The grounds reward a slow walk. Beyond the manicured fairways, the Kent countryside opens up in that particular English way — hedgerows, oast houses in the middle distance, the faint suggestion of the sea somewhere north. Faversham itself is a fifteen-minute drive and worth the detour: a medieval market town with independent shops, a brewery that's been operating since the sixteenth century, and the kind of high street that makes you briefly, irrationally consider moving to Kent. But the pull of the caves is strong. You find yourself wanting to go back underground, to sit in that bar, to feel the temperature change on your skin as you cross the threshold.
What Stays
What lingers is not the golf, not the food, not the courtyard garden — though all are fine.
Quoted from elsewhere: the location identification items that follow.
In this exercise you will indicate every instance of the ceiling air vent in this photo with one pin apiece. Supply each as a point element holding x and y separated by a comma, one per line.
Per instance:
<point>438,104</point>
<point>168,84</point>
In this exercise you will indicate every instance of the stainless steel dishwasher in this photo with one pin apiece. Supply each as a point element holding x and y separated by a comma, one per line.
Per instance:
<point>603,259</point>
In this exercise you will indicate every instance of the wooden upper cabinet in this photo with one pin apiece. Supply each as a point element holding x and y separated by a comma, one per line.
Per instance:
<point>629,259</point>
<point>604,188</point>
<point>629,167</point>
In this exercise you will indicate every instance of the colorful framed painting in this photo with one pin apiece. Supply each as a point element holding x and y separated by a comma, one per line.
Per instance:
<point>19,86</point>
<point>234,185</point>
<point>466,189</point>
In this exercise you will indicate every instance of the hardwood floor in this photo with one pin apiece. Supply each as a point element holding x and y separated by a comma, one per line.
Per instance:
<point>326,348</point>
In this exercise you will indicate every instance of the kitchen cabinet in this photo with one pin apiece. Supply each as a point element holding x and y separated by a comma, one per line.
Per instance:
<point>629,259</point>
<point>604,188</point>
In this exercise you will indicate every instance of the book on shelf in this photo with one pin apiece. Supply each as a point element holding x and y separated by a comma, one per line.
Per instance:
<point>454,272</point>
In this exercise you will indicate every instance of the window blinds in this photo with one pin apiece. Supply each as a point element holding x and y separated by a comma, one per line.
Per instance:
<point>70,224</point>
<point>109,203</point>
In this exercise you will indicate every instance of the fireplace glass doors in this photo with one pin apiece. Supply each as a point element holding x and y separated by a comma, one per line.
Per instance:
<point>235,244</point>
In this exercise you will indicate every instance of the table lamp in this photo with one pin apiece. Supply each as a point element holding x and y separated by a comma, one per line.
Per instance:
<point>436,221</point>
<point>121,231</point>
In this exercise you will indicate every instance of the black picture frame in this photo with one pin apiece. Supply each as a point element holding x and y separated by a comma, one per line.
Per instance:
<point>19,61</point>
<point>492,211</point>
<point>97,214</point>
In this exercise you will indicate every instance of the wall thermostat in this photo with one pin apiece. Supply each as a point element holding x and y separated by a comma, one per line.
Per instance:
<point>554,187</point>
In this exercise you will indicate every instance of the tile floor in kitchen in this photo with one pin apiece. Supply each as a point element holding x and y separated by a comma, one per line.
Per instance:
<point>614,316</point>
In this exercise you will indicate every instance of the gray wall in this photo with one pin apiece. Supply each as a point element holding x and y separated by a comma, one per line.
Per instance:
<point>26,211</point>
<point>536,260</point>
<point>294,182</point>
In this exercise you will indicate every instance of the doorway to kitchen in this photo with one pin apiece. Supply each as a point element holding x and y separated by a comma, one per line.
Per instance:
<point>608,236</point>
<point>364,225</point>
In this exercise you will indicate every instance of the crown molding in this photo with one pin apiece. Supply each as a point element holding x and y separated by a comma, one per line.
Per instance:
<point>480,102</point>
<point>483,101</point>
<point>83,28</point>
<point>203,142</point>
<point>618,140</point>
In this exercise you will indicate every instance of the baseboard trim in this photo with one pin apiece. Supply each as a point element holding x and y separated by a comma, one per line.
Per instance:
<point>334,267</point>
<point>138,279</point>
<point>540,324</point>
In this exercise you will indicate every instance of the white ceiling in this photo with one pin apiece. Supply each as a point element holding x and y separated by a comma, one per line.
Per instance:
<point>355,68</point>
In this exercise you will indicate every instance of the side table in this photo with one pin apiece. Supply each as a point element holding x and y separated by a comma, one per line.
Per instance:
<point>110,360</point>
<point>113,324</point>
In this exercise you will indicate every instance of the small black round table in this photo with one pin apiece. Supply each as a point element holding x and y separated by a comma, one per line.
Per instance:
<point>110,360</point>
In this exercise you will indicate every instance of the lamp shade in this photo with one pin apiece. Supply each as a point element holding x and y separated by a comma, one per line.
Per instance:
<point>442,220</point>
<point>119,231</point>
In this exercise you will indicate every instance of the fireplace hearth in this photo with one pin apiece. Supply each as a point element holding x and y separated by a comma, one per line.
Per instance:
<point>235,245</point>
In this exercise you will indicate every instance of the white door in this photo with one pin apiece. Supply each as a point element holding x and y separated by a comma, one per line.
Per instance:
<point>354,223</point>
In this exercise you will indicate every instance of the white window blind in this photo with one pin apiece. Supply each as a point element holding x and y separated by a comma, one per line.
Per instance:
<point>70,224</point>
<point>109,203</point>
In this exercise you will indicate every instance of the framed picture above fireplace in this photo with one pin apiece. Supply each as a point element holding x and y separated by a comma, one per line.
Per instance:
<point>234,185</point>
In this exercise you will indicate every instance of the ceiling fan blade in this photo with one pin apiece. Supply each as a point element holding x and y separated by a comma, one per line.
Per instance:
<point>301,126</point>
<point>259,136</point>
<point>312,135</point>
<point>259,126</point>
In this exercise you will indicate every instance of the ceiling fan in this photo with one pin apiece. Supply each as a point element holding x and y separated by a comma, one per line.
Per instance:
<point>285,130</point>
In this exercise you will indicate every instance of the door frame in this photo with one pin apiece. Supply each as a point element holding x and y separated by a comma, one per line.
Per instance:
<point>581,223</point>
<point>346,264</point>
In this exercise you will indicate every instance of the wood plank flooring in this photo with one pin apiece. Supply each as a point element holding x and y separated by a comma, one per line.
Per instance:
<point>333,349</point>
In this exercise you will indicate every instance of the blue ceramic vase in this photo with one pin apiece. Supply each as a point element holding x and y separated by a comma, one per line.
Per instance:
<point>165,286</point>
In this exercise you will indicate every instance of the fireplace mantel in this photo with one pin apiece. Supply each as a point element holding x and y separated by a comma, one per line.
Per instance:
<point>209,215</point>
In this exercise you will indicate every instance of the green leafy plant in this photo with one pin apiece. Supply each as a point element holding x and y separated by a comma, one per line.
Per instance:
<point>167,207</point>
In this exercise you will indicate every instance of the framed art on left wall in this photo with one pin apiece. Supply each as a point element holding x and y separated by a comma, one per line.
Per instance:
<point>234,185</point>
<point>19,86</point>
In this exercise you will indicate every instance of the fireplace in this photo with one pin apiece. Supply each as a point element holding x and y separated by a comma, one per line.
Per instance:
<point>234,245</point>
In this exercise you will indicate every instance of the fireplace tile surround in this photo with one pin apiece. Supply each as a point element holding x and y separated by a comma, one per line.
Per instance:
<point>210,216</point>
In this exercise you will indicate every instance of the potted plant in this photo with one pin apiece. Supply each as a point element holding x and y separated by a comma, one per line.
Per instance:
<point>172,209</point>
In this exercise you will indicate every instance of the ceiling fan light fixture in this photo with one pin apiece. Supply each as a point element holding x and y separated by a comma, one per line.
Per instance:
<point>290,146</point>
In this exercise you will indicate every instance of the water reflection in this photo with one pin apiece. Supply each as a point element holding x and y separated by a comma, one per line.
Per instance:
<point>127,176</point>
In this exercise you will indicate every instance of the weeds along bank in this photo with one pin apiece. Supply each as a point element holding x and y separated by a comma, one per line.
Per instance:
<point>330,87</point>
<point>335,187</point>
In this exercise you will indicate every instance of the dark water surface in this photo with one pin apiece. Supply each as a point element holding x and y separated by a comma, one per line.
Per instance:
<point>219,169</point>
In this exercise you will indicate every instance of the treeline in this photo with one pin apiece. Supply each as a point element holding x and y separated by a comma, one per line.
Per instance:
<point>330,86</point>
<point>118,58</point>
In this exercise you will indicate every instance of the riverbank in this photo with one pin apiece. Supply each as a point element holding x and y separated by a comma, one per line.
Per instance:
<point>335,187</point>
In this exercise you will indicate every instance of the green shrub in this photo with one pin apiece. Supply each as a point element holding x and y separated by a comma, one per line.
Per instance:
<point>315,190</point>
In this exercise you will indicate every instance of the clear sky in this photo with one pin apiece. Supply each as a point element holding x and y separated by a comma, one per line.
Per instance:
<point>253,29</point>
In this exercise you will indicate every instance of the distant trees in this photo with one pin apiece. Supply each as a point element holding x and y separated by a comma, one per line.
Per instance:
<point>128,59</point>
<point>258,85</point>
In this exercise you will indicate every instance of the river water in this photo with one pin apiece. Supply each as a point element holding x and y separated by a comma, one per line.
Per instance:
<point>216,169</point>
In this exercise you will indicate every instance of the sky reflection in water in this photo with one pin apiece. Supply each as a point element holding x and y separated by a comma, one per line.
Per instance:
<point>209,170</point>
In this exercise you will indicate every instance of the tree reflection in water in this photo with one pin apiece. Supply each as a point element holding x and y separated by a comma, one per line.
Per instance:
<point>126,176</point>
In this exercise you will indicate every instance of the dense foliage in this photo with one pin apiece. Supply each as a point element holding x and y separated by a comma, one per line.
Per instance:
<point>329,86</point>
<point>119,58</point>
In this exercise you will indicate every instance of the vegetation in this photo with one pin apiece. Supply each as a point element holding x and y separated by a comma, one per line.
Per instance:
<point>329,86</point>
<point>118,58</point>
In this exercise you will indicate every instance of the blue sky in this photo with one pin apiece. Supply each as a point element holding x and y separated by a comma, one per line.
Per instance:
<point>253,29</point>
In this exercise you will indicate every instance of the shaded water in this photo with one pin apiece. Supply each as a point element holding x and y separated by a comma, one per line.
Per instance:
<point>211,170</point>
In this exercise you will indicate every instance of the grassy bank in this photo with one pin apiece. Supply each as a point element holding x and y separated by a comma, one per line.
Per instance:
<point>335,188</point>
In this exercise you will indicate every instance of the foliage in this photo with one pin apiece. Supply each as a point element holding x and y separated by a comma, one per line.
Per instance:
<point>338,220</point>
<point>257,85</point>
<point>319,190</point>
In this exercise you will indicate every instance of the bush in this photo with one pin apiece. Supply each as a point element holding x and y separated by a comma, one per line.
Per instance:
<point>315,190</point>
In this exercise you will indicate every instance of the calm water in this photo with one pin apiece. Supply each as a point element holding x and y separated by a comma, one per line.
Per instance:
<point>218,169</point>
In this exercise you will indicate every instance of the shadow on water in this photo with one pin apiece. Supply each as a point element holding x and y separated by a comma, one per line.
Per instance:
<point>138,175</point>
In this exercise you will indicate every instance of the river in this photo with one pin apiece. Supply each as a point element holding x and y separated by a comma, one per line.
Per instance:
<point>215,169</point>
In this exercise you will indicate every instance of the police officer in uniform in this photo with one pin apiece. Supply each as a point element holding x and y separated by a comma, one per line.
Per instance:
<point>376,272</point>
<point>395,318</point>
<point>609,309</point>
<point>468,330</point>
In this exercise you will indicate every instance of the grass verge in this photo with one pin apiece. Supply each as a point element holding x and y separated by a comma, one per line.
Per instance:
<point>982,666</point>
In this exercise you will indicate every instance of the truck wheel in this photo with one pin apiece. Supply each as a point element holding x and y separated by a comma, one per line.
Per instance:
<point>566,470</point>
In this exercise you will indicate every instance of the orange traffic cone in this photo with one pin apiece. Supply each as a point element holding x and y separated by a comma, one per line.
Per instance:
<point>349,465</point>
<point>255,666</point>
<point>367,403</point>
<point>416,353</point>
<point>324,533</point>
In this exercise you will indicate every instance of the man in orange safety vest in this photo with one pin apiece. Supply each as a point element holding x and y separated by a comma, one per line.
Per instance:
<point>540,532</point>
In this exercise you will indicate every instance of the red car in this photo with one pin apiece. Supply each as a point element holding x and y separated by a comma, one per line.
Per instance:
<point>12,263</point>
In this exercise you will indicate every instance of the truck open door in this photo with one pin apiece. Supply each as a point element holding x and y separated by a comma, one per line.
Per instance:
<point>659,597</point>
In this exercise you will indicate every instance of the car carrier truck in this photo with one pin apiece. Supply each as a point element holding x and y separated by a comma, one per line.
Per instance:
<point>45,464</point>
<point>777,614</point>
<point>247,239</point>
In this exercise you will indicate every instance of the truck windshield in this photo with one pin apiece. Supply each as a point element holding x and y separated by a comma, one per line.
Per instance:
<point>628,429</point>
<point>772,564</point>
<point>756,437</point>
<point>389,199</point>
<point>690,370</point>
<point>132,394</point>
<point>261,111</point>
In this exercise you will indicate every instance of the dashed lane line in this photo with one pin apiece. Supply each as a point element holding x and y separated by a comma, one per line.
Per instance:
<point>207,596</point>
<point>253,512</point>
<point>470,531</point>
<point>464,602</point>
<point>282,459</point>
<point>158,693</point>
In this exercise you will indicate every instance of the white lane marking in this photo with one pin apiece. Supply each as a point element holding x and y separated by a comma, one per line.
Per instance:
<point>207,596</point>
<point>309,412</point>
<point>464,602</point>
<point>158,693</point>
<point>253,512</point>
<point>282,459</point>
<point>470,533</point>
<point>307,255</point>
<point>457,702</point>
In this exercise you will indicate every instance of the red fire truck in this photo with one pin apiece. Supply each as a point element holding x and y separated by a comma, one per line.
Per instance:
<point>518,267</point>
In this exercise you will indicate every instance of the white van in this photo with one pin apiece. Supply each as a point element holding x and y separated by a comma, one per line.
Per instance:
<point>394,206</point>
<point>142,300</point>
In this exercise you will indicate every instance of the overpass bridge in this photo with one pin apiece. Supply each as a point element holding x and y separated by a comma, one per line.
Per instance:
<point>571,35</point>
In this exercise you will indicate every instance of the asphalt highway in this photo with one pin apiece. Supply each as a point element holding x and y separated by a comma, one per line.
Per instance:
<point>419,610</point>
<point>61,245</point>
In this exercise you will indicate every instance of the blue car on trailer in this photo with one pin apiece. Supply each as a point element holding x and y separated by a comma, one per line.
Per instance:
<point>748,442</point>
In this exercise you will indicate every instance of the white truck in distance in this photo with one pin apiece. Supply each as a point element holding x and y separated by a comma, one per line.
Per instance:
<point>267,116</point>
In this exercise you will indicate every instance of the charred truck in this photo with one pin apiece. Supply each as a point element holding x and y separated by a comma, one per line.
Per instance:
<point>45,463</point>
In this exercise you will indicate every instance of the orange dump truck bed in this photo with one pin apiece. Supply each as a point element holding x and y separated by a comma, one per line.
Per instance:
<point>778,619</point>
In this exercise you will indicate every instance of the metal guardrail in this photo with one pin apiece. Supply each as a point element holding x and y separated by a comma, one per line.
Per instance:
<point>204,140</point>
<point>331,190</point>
It is the moment, repeated each time you return to your room, when the modern world falls away at the doorframe and something older takes its place. The chalk remembers being seabed. You can feel it.
This is for the traveler who collects strange sleeps — treehouses, lighthouses, converted water towers — and wants to add a genuinely ancient underground room to the list. It is for couples who want a weekend away from London that doesn't feel like every other country hotel weekend. It is not for anyone who needs their surroundings to be slick, or who would feel uneasy knowing there are several metres of earth above their pillow. But if you are the kind of person who finds comfort in stone, who sleeps better when the walls are thick and the world is far away, the caves will keep you.
Cave rooms start from 162 US$ per night, with golf packages available for those inclined toward the fairway. Book a cave room specifically — the above-ground options, while comfortable, miss the entire point.